L’histoire ne fait rien

Marx et Engels y récusent une vision apologétique de l’histoire selon laquelle tout ce qui arrive devait nécessairement se produire pour que le monde soit aujourd’hui ce qu’il est, et pour que nous devenions ce que nous sommes : « Grâce à des artifices spéculatifs, on peut nous faire croire que l’histoire à venir est le but de l’histoire passée ». Cette fatalisation du devenir historique enterre une seconde fois « les possibles latéraux » (selon l’expression de Pierre Bourdieu) qui ne sont pourtant pas moins réels (au sens d’une Reale Möglichkeit) que le fait accompli résultant d’une lutte incertaine.

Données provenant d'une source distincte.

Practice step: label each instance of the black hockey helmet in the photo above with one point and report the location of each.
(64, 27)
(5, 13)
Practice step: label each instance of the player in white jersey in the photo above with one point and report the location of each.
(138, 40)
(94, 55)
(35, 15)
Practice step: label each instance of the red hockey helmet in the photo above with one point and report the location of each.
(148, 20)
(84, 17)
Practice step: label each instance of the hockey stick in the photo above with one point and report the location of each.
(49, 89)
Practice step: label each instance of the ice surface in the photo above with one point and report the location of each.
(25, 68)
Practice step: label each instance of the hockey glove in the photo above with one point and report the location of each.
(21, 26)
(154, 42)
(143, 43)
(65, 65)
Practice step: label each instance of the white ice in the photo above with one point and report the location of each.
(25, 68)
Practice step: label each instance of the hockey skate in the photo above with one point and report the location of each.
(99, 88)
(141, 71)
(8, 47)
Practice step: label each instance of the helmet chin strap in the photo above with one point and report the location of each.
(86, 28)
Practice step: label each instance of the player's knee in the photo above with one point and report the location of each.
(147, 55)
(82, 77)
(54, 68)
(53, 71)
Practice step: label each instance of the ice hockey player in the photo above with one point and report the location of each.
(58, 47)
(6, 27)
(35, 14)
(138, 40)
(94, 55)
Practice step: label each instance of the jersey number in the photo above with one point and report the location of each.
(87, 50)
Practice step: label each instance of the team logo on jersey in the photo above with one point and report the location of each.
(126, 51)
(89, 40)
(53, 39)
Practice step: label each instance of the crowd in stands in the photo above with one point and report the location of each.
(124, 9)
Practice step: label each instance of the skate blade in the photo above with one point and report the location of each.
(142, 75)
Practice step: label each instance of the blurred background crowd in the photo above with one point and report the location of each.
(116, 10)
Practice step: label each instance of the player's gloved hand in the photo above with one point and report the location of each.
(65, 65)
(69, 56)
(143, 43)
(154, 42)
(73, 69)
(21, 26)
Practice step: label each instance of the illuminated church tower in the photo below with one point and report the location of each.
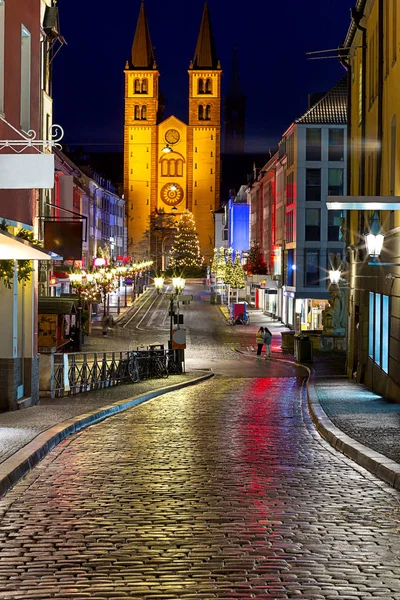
(170, 166)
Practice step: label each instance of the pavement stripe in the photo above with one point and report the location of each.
(18, 465)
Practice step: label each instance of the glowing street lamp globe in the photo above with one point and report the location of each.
(374, 239)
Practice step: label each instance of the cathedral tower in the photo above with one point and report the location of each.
(140, 136)
(235, 112)
(204, 135)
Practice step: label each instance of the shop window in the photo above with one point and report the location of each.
(290, 189)
(313, 185)
(290, 268)
(334, 224)
(311, 271)
(313, 144)
(336, 144)
(290, 227)
(313, 225)
(378, 330)
(335, 182)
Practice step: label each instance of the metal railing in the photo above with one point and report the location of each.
(79, 372)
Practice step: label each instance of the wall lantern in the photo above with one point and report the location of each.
(374, 239)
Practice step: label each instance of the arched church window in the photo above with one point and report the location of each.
(179, 168)
(171, 167)
(164, 168)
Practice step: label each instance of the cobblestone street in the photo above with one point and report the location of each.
(222, 490)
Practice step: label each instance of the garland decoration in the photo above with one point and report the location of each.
(24, 267)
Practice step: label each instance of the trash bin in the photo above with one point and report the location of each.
(303, 348)
(288, 341)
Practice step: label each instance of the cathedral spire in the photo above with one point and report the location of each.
(142, 56)
(205, 56)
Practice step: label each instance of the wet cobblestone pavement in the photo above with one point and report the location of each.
(218, 491)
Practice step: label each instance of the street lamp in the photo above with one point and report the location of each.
(76, 281)
(159, 284)
(374, 243)
(374, 239)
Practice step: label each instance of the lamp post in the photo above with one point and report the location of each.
(374, 242)
(76, 280)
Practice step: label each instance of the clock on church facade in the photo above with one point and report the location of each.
(169, 163)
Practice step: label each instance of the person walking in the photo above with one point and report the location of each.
(267, 342)
(260, 340)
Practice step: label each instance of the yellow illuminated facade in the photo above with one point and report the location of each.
(168, 165)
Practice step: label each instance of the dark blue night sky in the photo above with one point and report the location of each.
(272, 39)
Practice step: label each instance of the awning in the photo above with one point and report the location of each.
(14, 248)
(363, 202)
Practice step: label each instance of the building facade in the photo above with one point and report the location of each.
(289, 218)
(26, 43)
(374, 291)
(169, 165)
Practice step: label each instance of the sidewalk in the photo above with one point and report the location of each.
(26, 436)
(357, 422)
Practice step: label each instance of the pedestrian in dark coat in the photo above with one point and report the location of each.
(267, 342)
(260, 340)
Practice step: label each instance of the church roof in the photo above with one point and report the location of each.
(205, 56)
(330, 109)
(142, 56)
(235, 88)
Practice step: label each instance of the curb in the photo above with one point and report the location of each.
(379, 465)
(18, 465)
(376, 463)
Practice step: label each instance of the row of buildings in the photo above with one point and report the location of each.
(333, 181)
(73, 214)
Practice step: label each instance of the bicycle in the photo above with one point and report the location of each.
(159, 366)
(127, 370)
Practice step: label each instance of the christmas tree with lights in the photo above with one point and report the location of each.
(214, 264)
(185, 253)
(221, 266)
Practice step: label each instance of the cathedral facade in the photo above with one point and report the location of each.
(170, 166)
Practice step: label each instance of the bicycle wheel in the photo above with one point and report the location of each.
(133, 371)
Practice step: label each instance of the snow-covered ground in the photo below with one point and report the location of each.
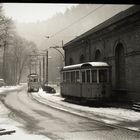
(9, 124)
(109, 115)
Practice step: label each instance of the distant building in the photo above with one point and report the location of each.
(116, 41)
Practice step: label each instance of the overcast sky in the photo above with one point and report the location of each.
(32, 12)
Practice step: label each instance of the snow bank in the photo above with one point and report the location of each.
(110, 112)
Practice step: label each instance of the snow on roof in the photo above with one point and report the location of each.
(91, 64)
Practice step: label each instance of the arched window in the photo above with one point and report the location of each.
(120, 66)
(70, 61)
(82, 58)
(97, 55)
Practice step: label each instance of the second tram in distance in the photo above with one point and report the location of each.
(86, 81)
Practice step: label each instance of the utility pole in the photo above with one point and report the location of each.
(40, 71)
(47, 67)
(43, 69)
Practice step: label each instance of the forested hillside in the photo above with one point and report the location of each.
(66, 26)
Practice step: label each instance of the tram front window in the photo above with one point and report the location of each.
(94, 75)
(83, 77)
(103, 75)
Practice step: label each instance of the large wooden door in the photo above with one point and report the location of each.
(120, 66)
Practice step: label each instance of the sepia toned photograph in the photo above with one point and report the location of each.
(69, 71)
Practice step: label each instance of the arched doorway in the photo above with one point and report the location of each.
(97, 55)
(82, 58)
(120, 66)
(70, 61)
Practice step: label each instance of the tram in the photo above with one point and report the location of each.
(86, 81)
(33, 82)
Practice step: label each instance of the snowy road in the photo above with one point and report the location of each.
(42, 120)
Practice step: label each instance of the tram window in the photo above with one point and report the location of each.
(35, 80)
(88, 76)
(83, 77)
(77, 76)
(67, 76)
(94, 75)
(103, 75)
(73, 76)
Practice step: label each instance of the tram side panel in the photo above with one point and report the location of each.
(71, 90)
(96, 91)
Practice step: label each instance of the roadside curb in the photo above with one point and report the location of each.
(82, 115)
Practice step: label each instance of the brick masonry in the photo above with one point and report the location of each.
(125, 32)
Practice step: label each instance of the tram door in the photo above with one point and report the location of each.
(86, 86)
(120, 66)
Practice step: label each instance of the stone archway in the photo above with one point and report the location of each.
(70, 61)
(120, 66)
(97, 55)
(82, 58)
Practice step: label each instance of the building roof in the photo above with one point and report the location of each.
(118, 17)
(90, 64)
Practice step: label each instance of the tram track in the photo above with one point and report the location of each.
(77, 112)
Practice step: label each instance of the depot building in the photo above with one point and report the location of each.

Cette critique marxienne de la raison historique et de l’idéologie du progrès, anticipe celle impitoyable, par Blanqui, du positivisme en tant qu’idéologie dominante de l’ordre établi. Dans ses notes de 1869, à la veille de la Commune, l’intraitable insurgé écrivait en effet : « Dans le procès du passé devant l’avenir, les mémoires contemporains sont les témoins, l’histoire est le juge, et l’arrêt est presque toujours une iniquité, soit par la fausseté des dépositions, soit par leur absence ou par l’ignorance du tribunal. Heureusement, l’appel reste à jamais ouvert, et la lumière des siècles nouveaux, projetée au loin sur les siècles écoulés, y dénonce les jugements des ténèbres. » Pas plus qu’elle n’est un deus ex machina, ou un démiurge, l’histoire n’est donc un tribunal. Et quand elle se prétend telle, ce n’est en réalité qu’un cénacle de juges asservis à de faux témoins.

En effet, l’appel au jugement de l’histoire aboutit, comme l’écrit Massimiliano Tomba, à forclore la question de la justice. C’est ce que constatait déjà Blanqui : « De sa prétendue science de la sociologie, aussi bien que de la philosophie de l’histoire, le positivisme exclut l’idée de justice. Il n’admet que la loi du progrès continu, la fatalité. Chaque chose est excellente à son heure puisqu’elle prend place dans la série des perfectionnements. Tout est toujours mieux. Nul critérium pour apprécier le bon ou le mauvais. » Pour Blanqui, le passé reste donc un champ de bataille sur lequel le jugement des flèches, le sort des armes, et le fait accompli ne prouvent rien quant au partage du juste et de l’injuste : « Parce que les choses ont suivi ce cours, il semble qu’elles n’auraient pu en suivre d’autre. Le fait accompli a une puissance irrésistible. Il est le destin même. L’esprit en est accablé et n’ose se révolter. Terrible force pour les fatalistes de l’histoire, adorateurs du fait accompli ! Toutes les atrocités du vainqueur, la longue série de ses attentats sont froidement transformés en évolution régulière inéluctable, comme celle de la nature. » Mais « l’engrenage des choses humaines n’est point fatal comme celui de l’univers : il est modifiable à toute minute. » Car, ajoutera Benjamin, chaque minute est une porte étroite par où peut surgir le Messie.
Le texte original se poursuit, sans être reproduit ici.